Autocélébration
Or donc, aujourd'hui, la Suisse se célèbre elle-même. Non telle qu'elle est, mais telle qu'elle veut se voir. Le 1er août, c'est la célébration d'une Suisse à jamais morte, à supposer qu'elle ait même jamais été vivante : la Suisse du « peuple des bergers, libre sur sa terre » (haute et féconde). Une Suisse rupestre, alpestre, agreste. Tribale.
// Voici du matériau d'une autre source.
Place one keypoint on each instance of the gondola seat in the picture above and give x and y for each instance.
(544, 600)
La Suisse du hornuss, de la lutte au caleçon , du cor des Alpes, de la pierre d'Unspunnen , des combats de vaches d'Herens et des commissions municipales de naturalisation des métèques.
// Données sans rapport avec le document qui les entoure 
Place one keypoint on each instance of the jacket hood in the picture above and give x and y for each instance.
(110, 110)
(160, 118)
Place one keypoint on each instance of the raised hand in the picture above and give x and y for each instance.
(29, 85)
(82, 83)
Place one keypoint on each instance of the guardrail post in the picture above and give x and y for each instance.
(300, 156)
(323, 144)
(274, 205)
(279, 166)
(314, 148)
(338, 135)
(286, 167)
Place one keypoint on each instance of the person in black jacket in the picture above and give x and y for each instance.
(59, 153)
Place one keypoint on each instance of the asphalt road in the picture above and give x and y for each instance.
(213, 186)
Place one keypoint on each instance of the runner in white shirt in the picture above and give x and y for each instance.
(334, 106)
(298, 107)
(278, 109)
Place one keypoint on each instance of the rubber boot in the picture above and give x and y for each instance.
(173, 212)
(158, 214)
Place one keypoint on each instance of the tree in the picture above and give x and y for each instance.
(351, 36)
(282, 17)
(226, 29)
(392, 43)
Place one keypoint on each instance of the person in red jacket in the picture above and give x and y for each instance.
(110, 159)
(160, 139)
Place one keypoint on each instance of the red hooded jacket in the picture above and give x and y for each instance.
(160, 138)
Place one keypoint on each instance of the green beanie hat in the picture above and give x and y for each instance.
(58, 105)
La Suisse se rêve comme village et n'aime toujours pas ses villes, mais le pays des Suisses change sans que les Suisses l'admettent : on est passé d'un pays de petites villes au milieu d'une grande campagne (de plaine ou de montagne) à un pays de villes encerclant des campagnes en partie protégées, et pour leur partie non protégée, grignotées par les villes. Les anciens espaces ruraux sont désormais peuplés d'urbains fuyant les villes, et lorsqu'y résonnent encore le bruit des cloches du bétail ou le chant d'un coq, les nouveaux résidents portent plainte contre les derniers paysans...
« Ce que nous ne voulons pas, c'est le funeste mélange que l'on commence à voir autour de nos villes, à savoir ces villages à moitié urbanisés et ces centres à moitié villageois », écrivait Max Frisch en 1955... soixante ans plus tard, on y est, dans ces villes qui se nient comme telles et ces villages qui n'en sont plus... et c'est toujours sur le rêve d'une sorte de « ville campagnarde» que se construit un certain discours écologiste anti-urbain, rendant encore fragile la nécessaire alliance des écolos nostalgiques de la campagne d'antan et des urbains amants de la ville... La nostalgie rupestre, le stéréotype de la Suisse montagnarde, le rêve sam'suffiste, teinté d'une couche d'écologisme pour classes moyennes, ont concouru à l'étalement périurbain, bouffeur d'espace, dévoreur de terres agricoles, multiplicateur de déplacements pendulaires... et de votes à droite (pour résumer : les villes centre, peuplées de locataires se déplaçant en transports publics, votent à gauche, leurs couronnes résidentielles peuplées de propriétaires se déplaçant en bagnole votent à droite, et entre les deux prospèrent les populismes xénophobes...
Alors, braves gens qui allez ce soir faire résonner vos pétards, expédier vos fusées, allumer vos lampions : vous célébrerez ce 14 Thermidor un événement qui n'a jamais eu lieu et un pays qui n'existe plus, dans un pays qui ne veut pas se voir tel qu'il est, ni dans le semi-continent où il se trouve... Une fois par an vous avez bien le droit à ces illusions. Et ne vous désespérez pas qu'on ait cette année renoncé, dans votre commune, au feu d'artifice : le 1er août en est bien un en lui-même. Mais au lendemain de cette fête nostalgique, la réalité nous rattrapera : elle ne nous offre jamais que le choix de nous y soumettre ou de la changer.